Yargının çürüdüğünü herkes biliyor. Bunun için MİT raporuna gerek yok. Elbette Cumhurbaşkanı Erdoğan da bunları biliyor. Yargı ve devlet siyasi kararlarla çürütüldü ve çürümeye devam ediyor.

MİT raporunda bu skandallar var mı?
Bakırköy Aliyesi

T24’te Tolga Şardan çok çarpıcı bir habere imza attı. Tolga Şardan’ın haberine göre; Milli İstihbarat Teşkilatı (MİT), İstanbul Anadolu Başsavcısı İsmail Uçar’ın HSK’ye gönderdiği rüşvet çarkı yazısından kısa süre önce yargıdaki çürümeyi anlatan bir raporu Cumhurbaşkanlığı’na sundu.
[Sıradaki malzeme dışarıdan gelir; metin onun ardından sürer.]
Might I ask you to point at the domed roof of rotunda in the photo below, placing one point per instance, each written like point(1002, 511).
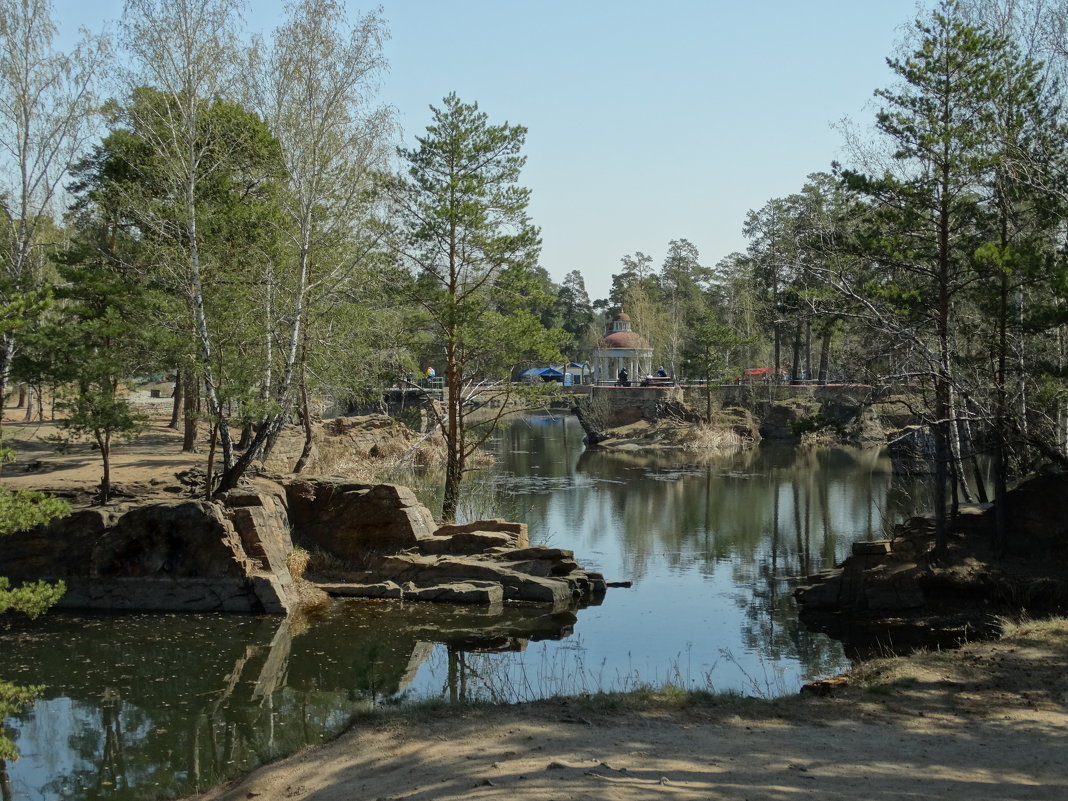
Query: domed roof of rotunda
point(624, 340)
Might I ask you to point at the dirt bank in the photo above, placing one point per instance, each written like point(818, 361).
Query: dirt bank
point(989, 721)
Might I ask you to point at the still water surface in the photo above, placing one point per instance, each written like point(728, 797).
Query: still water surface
point(157, 706)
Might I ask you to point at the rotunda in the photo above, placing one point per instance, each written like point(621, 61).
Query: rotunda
point(622, 347)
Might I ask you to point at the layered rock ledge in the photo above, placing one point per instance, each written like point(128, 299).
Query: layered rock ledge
point(233, 554)
point(898, 593)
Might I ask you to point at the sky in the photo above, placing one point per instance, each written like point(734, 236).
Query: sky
point(647, 120)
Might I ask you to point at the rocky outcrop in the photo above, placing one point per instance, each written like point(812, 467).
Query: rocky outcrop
point(175, 555)
point(232, 555)
point(341, 444)
point(352, 520)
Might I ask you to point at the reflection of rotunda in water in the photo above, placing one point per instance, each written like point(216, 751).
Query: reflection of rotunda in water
point(623, 347)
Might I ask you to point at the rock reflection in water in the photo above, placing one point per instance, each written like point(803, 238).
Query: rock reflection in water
point(150, 706)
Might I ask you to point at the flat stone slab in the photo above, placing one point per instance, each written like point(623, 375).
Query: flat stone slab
point(379, 590)
point(468, 592)
point(482, 593)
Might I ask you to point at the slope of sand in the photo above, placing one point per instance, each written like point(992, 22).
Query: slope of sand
point(989, 721)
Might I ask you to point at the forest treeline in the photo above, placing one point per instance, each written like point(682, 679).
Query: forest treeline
point(239, 215)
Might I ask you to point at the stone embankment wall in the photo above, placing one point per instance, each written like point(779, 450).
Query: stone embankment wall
point(780, 410)
point(232, 555)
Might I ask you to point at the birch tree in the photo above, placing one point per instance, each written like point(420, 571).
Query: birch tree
point(188, 51)
point(461, 223)
point(47, 110)
point(315, 87)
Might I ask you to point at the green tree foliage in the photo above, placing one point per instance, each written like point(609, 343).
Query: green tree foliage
point(576, 314)
point(464, 233)
point(46, 115)
point(939, 215)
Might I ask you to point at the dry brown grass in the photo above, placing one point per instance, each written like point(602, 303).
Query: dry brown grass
point(297, 562)
point(712, 438)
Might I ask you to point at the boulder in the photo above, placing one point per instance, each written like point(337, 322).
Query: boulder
point(517, 532)
point(444, 569)
point(355, 521)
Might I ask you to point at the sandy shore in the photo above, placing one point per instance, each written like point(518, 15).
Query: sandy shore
point(989, 721)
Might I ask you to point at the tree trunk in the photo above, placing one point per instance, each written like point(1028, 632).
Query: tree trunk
point(246, 439)
point(176, 396)
point(825, 355)
point(105, 443)
point(305, 452)
point(958, 464)
point(191, 399)
point(796, 356)
point(209, 481)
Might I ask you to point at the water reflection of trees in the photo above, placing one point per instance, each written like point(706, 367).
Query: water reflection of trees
point(167, 705)
point(770, 516)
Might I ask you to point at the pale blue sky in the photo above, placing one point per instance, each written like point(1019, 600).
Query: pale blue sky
point(647, 121)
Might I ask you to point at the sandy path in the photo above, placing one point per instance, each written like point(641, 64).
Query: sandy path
point(989, 722)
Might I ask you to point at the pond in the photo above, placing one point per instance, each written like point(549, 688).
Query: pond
point(157, 706)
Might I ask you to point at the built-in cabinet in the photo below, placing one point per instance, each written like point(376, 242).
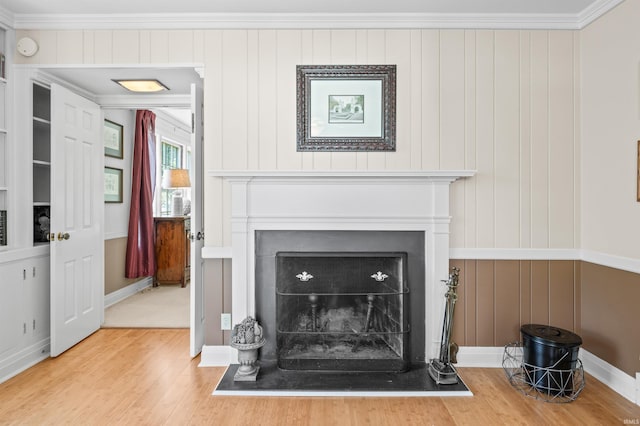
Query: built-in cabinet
point(24, 313)
point(24, 213)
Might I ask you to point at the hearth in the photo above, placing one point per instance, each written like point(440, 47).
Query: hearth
point(341, 311)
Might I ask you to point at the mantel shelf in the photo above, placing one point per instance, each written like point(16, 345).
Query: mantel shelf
point(344, 174)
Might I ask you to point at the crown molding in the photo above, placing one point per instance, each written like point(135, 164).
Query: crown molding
point(313, 20)
point(596, 10)
point(6, 18)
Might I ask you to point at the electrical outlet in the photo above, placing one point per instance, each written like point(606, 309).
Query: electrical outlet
point(225, 321)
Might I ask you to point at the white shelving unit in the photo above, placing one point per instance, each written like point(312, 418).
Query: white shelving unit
point(4, 143)
point(41, 162)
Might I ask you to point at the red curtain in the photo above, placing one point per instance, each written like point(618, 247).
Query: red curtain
point(141, 260)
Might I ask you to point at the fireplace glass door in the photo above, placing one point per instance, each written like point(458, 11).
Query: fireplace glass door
point(342, 311)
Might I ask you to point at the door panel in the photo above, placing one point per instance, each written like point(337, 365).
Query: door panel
point(77, 251)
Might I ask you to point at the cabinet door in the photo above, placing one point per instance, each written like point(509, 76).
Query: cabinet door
point(12, 327)
point(38, 296)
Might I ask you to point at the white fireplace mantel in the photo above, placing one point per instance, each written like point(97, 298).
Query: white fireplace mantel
point(340, 200)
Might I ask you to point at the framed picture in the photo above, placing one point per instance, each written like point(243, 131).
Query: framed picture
point(346, 107)
point(112, 185)
point(112, 137)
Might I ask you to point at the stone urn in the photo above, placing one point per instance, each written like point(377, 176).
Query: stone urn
point(247, 338)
Raporda 5-6 yıldır büyük kentlerdeki adliyelerde yaşanan skandal kararlar, işlemler ve uygulamalar anlatıldı.

İstanbul ve Ankara’da onlarca emsal dosyanın mercek altına alındığı iddia ediliyor. Tolga Şardan bu kararlarda imzası olan yargı mensuplarının yanı sıra dosya takipçilerinin isim isim raporda anlatıldığını yazdı. Ayrıca para karşılığında verilen erişim engellenmesi kararlarının yanı sıra hukuk dışı tahliye ve tutuklama kararları veren yargı mensupları da belirlendi.

MERKEZDE BAKIRKÖY ADLİYESİ VAR

Tolga Şardan, yargıdaki çürüme iddialarının merkezinde İstanbul Bakırköy Adliyesi’nin bulunduğunu yazdı. Buna göre; MİT, Bakırköy Adliyesi’ndeki incelemelerde önemli ve ilginç bulgulara ulaştı. Özellikle uyuşturucu kaçakçılarının, ikametlerini, iş yerlerini, şirketlerini Bakırköy Adliyesi’nin sorumluluk bölgelerine taşıdığı belirlendi. Böylelikle soruşturmalar Bakırköy Adliyesi’nde açılıyor ve istedikleri kararları burada aldırabiliyorlardı. Yani tahliye oluyorlardı. Raporda Bakırköy Adliyesi’nde görevli kimi savcı ve hâkimlerin parasal ilişkileri konusunda MİT’in tespitler yaptığı iddia edildi.

Bu noktada daha önce kaleme aldığımız Bakırköy Adliyesi’ndeki skandalları hatırlatmak gerekiyor. Baronlar Savaşı kitabında ve BirGün gazetesindeki yazımda duruşma kaydının silindiği skandalı anlatmıştım.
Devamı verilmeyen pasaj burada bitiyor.